Semantic Map Guided Synthesis of Wireless Capsule Endoscopy Images using Diffusion Models
This addresses data scarcity for medical imaging researchers, but it is incremental as it applies an existing generative method to a specific domain.
The paper tackles the problem of insufficient training data for wireless capsule endoscopy (WCE) image analysis by proposing a diffusion model that generates diverse WCE images using semantic maps, showing effectiveness in producing realistic images as evaluated by visual tests.

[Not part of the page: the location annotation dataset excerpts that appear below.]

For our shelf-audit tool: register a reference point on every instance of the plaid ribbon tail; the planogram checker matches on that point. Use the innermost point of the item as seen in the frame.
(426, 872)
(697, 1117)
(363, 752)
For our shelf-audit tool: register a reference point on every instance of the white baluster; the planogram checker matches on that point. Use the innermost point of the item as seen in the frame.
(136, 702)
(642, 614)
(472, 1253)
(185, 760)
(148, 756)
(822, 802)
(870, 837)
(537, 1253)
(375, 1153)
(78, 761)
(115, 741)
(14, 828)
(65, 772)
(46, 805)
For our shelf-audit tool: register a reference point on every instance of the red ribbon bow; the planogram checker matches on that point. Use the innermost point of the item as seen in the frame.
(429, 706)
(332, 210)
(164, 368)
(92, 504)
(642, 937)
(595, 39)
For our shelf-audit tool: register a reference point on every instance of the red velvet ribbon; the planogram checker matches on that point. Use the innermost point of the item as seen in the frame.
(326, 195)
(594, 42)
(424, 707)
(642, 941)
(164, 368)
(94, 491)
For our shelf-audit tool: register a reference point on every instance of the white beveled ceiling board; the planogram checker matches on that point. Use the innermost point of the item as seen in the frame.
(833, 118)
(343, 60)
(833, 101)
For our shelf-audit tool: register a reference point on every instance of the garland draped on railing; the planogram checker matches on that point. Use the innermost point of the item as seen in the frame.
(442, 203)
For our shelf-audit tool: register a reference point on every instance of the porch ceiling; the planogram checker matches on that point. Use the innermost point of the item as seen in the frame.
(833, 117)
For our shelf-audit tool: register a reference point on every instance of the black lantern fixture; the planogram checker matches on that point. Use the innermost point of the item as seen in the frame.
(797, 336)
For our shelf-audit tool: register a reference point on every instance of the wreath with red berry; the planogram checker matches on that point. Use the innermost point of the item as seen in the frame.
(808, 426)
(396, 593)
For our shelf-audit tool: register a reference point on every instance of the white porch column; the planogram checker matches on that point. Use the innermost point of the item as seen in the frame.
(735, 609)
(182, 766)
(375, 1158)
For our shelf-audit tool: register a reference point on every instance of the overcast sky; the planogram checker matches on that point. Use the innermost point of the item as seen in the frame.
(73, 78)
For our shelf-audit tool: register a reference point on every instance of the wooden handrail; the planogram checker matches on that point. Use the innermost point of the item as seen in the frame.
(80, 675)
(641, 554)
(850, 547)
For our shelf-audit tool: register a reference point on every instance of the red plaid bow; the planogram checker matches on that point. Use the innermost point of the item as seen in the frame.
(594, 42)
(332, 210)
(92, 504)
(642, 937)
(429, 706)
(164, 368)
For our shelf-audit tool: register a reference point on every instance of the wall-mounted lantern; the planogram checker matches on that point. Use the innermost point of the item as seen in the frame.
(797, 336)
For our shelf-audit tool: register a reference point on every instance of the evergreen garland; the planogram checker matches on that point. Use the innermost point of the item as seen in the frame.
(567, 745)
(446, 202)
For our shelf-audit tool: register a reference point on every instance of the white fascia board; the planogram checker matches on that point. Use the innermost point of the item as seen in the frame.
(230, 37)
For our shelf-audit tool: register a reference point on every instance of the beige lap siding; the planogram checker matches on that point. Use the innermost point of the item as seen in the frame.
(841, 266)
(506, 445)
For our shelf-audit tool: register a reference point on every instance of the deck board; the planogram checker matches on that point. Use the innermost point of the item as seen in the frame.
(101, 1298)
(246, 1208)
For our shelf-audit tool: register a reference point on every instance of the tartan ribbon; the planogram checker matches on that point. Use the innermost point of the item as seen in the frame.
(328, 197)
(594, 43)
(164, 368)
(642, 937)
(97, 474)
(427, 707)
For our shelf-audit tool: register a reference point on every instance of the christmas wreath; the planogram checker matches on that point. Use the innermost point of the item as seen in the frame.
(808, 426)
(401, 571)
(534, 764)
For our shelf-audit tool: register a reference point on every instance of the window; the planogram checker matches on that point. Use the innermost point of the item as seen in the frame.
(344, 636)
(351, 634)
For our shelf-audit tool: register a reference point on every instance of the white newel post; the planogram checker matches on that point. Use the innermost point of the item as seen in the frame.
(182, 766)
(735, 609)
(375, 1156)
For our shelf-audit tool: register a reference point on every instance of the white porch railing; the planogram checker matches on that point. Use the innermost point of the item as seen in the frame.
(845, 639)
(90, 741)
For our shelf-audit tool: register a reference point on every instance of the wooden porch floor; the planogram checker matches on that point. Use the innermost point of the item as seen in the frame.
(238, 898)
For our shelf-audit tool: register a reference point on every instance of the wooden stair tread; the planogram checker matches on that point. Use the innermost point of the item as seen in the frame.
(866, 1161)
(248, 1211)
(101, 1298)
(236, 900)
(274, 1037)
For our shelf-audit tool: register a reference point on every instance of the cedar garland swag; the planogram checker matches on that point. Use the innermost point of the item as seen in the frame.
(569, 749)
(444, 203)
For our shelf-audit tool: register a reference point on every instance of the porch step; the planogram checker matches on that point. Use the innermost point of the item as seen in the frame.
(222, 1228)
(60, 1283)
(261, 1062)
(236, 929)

Wireless capsule endoscopy (WCE) is a non-invasive method for visualizing the gastrointestinal (GI) tract, crucial for diagnosing GI tract diseases. However, interpreting WCE results can be time-consuming and tiring. Existing studies have employed deep neural networks (DNNs) for automatic GI tract lesion detection, but acquiring sufficient training examples, particularly due to privacy concerns, remains a challenge. Public WCE databases lack diversity and quantity. To address this, we propose a novel approach leveraging generative models, specifically the diffusion model (DM), for generating diverse WCE images. Our model incorporates semantic map resulted from visualization scale (VS) engine, enhancing the controllability and diversity of generated images. We evaluate our approach using visual inspection and visual Turing tests, demonstrating its effectiveness in generating realistic and diverse WCE images.